Notice that's not quite the same thing as husbands being the deciders and the wives being the influencers and supporters, but the two were usually tied together in the marriage handbooks. In our case, a strong evangelical foundation may have been the only thing that got me into the conversation of making any decisions in our house at all. I'm a deferring sort of person (yes, really) and my wife is decisive, so it may have been good for me to branch out from that. A guy at men's Bible study in the 80's suggested that Paul had only written what he did in order to give men a fighting chance.

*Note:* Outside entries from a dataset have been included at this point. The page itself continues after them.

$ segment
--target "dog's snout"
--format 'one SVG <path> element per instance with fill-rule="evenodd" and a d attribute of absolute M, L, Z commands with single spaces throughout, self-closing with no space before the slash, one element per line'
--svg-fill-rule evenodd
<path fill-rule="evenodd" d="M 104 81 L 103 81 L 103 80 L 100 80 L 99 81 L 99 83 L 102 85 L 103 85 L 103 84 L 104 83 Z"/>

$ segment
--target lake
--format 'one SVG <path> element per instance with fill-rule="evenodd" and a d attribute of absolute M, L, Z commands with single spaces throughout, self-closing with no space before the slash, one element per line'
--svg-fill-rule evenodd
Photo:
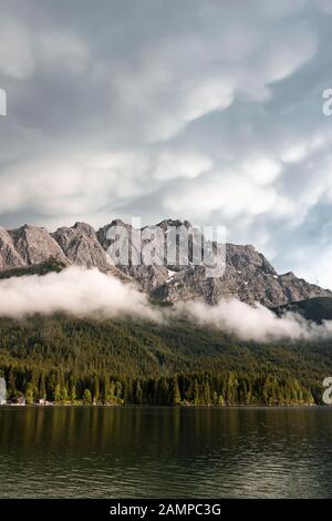
<path fill-rule="evenodd" d="M 332 498 L 332 408 L 1 407 L 1 498 Z"/>

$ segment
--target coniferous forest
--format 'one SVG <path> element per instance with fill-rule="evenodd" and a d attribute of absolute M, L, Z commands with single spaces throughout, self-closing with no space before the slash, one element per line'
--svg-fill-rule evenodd
<path fill-rule="evenodd" d="M 178 320 L 0 319 L 0 376 L 28 403 L 321 403 L 328 343 L 243 343 Z"/>

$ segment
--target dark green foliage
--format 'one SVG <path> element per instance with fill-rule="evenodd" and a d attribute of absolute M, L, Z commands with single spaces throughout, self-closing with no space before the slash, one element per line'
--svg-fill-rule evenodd
<path fill-rule="evenodd" d="M 319 403 L 330 375 L 329 343 L 241 343 L 185 320 L 0 318 L 0 376 L 30 402 Z"/>

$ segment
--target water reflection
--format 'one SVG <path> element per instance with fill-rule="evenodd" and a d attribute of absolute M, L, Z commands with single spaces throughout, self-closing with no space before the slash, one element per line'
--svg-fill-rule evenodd
<path fill-rule="evenodd" d="M 332 409 L 1 408 L 1 497 L 332 497 Z"/>

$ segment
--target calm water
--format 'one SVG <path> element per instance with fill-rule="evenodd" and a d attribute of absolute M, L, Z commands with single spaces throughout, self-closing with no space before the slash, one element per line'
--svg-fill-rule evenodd
<path fill-rule="evenodd" d="M 332 498 L 332 408 L 0 408 L 0 497 Z"/>

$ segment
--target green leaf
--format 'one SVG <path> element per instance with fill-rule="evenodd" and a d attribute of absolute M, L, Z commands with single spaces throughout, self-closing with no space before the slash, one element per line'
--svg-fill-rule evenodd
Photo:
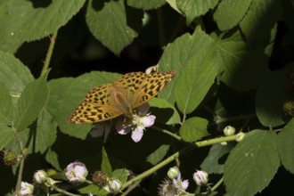
<path fill-rule="evenodd" d="M 208 155 L 205 158 L 200 167 L 208 174 L 223 174 L 225 164 L 220 164 L 219 159 L 230 152 L 233 144 L 229 143 L 227 145 L 221 145 L 220 143 L 214 144 L 209 150 Z"/>
<path fill-rule="evenodd" d="M 12 122 L 12 99 L 5 85 L 0 82 L 0 124 L 11 125 Z"/>
<path fill-rule="evenodd" d="M 167 155 L 170 145 L 160 145 L 157 150 L 155 150 L 151 155 L 146 159 L 146 161 L 151 163 L 152 166 L 158 164 L 162 159 Z"/>
<path fill-rule="evenodd" d="M 173 81 L 159 97 L 174 103 L 183 113 L 191 113 L 203 100 L 218 69 L 216 45 L 200 29 L 192 36 L 184 34 L 170 44 L 159 62 L 164 70 L 176 70 Z"/>
<path fill-rule="evenodd" d="M 247 12 L 251 0 L 223 0 L 213 15 L 220 30 L 229 30 L 237 26 Z"/>
<path fill-rule="evenodd" d="M 110 176 L 112 174 L 112 168 L 110 159 L 108 159 L 107 152 L 104 148 L 102 148 L 102 161 L 101 163 L 101 170 L 106 172 Z"/>
<path fill-rule="evenodd" d="M 214 8 L 219 0 L 186 0 L 176 1 L 176 7 L 185 15 L 186 24 L 189 25 L 196 17 L 205 14 Z"/>
<path fill-rule="evenodd" d="M 27 128 L 33 123 L 45 106 L 48 94 L 46 75 L 26 86 L 17 102 L 15 127 L 18 131 Z"/>
<path fill-rule="evenodd" d="M 294 118 L 279 133 L 277 148 L 282 164 L 294 174 Z"/>
<path fill-rule="evenodd" d="M 151 10 L 160 7 L 166 4 L 165 0 L 127 0 L 127 4 L 138 9 Z"/>
<path fill-rule="evenodd" d="M 49 36 L 65 25 L 83 6 L 85 0 L 2 0 L 0 50 L 14 53 L 25 41 Z"/>
<path fill-rule="evenodd" d="M 276 139 L 273 131 L 255 130 L 233 149 L 224 173 L 230 195 L 254 195 L 268 185 L 280 166 Z"/>
<path fill-rule="evenodd" d="M 180 135 L 186 142 L 195 142 L 209 135 L 207 131 L 208 121 L 199 117 L 192 117 L 184 122 L 180 128 Z"/>
<path fill-rule="evenodd" d="M 239 31 L 219 40 L 217 46 L 225 70 L 220 78 L 224 83 L 239 92 L 259 86 L 260 76 L 268 72 L 263 48 L 255 47 L 248 51 Z"/>
<path fill-rule="evenodd" d="M 123 0 L 105 3 L 102 10 L 90 0 L 86 15 L 92 34 L 115 54 L 137 37 L 137 33 L 127 24 Z"/>
<path fill-rule="evenodd" d="M 259 121 L 265 127 L 277 127 L 285 123 L 282 104 L 286 100 L 286 86 L 293 72 L 293 64 L 282 70 L 266 74 L 257 91 L 256 110 Z"/>
<path fill-rule="evenodd" d="M 0 51 L 0 82 L 7 86 L 11 94 L 20 94 L 33 80 L 34 77 L 26 66 L 13 55 Z"/>
<path fill-rule="evenodd" d="M 38 115 L 37 125 L 35 151 L 43 154 L 56 140 L 57 123 L 53 121 L 50 113 L 43 108 Z"/>
<path fill-rule="evenodd" d="M 257 40 L 262 40 L 267 44 L 271 29 L 282 15 L 282 6 L 279 0 L 252 1 L 240 27 L 249 43 L 256 44 Z"/>
<path fill-rule="evenodd" d="M 176 6 L 177 2 L 176 0 L 166 0 L 166 1 L 174 10 L 176 10 L 177 12 L 181 13 L 181 11 Z"/>
<path fill-rule="evenodd" d="M 0 151 L 9 143 L 14 136 L 13 129 L 4 124 L 0 124 Z"/>
<path fill-rule="evenodd" d="M 167 101 L 154 97 L 150 102 L 151 114 L 156 116 L 156 121 L 167 125 L 174 125 L 181 122 L 180 115 L 176 109 Z"/>
<path fill-rule="evenodd" d="M 60 78 L 49 82 L 50 100 L 47 110 L 64 134 L 85 139 L 93 127 L 92 124 L 69 124 L 67 118 L 83 102 L 90 89 L 105 83 L 113 83 L 120 75 L 93 71 L 76 79 Z M 74 92 L 74 94 L 73 94 Z"/>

I don't mean to make too much light of this, because there are deeply pathological situations of controlling, abusive husbands who use this thread of Christian teaching as justification for their sin. OTOH, there are wives who twist Scripture to their own ends as well.
But I had some objections right from the start to all this God's Order For The Family teaching. It's not in the Ten Commandments and it doesn't figure prominently in most of Scripture. Moses doesn't throw down the tablets because the Israelites were allowing the wives to rule over their husbands, and Amos does not prophecy against Israel because husbands weren't providing servant leadership. The whole matter doesn't seem to be taken up in the New Jerusalem on any level. Even Paul doesn't mention it that much. Nor does Genesis. (Those are the two biggies, for those of you who haven't been through the courses.) It seems odd to leap in and teach new Christians this part so early on, doesn't it? As if it were a central piece? Wild At Heart may teach some things worth knowing, but I'm not recalling where Jesus says much about the topic.
I noticed pretty quickly that it was entirely too categorical as well. There is a lot of variation in the human personality. Men may tend to be some ways and even be hard wired to it, and women may tend others, but I don't think we can go much farther in asserting difference. I have to wonder if this rigidity has contributed to all the gender-confusion it promised to resolve. If men are supposed to be Blue and women Pink, dammit, and get those kids into line, it opens up questions in the mind of a young person who says "I'm pretty sure I'm red, or light blue." Does that mean I'm not a real girl/boy to you? I guess I'll have to reject you entirely, then."
Perhaps not. Sex-roles were more rigid in previous generations without creating the wide variety of expressions people object to so today.